You can additionally consider evicting objects from the Level 1 Cache, since they will, by default, be cached until commit.

Level 1 Cache

Each PersistenceManager maintains a cache of the objects that it has encountered (or have been "enlisted") during its lifetime. This is termed the Level 1 (L1) Cache. It is enabled by default and you should only ever disable it if you really know what you are doing. There are inbuilt types for the L1 Cache available for selection. DataNucleus supports the following types of L1 Cache :-

  • weak - uses a weak reference backing map. If JVM garbage collection clears the reference, then the object is removed from the cache.

  • soft - uses a soft reference backing map.

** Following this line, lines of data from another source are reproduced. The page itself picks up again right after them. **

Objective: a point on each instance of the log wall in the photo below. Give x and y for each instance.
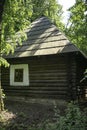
(49, 77)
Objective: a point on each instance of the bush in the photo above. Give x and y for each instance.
(73, 119)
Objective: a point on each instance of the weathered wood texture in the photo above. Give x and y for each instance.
(48, 77)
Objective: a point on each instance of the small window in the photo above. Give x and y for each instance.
(19, 75)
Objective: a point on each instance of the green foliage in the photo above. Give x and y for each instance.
(77, 25)
(49, 8)
(15, 19)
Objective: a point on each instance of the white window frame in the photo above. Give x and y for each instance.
(25, 75)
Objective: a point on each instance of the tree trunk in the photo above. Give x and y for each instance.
(2, 2)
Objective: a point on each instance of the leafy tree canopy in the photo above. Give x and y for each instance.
(77, 29)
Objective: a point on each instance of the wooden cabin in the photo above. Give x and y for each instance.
(46, 65)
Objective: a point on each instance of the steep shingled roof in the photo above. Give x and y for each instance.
(44, 38)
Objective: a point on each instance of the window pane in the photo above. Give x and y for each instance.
(18, 75)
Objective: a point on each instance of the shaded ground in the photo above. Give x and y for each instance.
(22, 115)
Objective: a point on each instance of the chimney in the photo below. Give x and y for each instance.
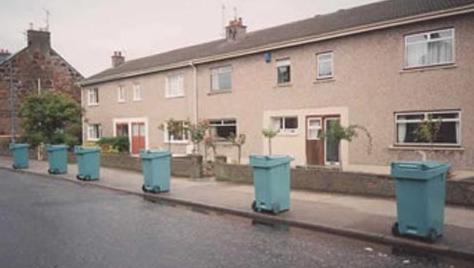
(235, 30)
(117, 59)
(39, 39)
(4, 54)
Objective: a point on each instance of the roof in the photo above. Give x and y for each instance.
(318, 25)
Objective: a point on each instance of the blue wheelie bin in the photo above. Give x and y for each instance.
(156, 170)
(420, 191)
(20, 155)
(271, 179)
(57, 158)
(88, 161)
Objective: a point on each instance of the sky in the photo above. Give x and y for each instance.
(86, 32)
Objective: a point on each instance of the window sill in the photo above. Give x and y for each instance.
(217, 92)
(428, 68)
(424, 147)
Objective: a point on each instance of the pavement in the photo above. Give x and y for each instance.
(368, 219)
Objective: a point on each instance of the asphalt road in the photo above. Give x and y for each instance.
(53, 223)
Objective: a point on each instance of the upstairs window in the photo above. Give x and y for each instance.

If the map entry value object is not being actively used, then garbage collection may garbage collect the reference, in which case the object is removed from the cache.

  • strong - uses a normal HashMap backing. With this option all references are strong meaning that objects stay in the cache until they are explicitly removed by calling remove() on the cache.

  • none - will turn off L1 caching. Only ever use this where the cache is of no use and you are performing bulk operations and not requiring objects returned

You can specify the type of L1 cache by providing the persistence property datanucleus.cache.level1.type. You set this to the value of the type required. If you want to remove objects from the L1 cache programmatically you should use the pm.evict or pm.evictAll methods.

Objects are placed in the L1 cache (and updated there) during the course of the transaction. This provides rapid access to the objects in use in the users application and is used to guarantee that there is only one object with a particular identity at any one time for that PersistenceManager. When the PersistenceManager is closed the L1 cache is cleared.

nucleus plugin The L1 cache is a DataNucleus plugin point allowing you to provide your own cache where you require it.

PersistenceManagerProxy

As we have already described for normal persistence, you perform all operations using a PersistenceManager, needing to obtain this when you want to start datastore operations.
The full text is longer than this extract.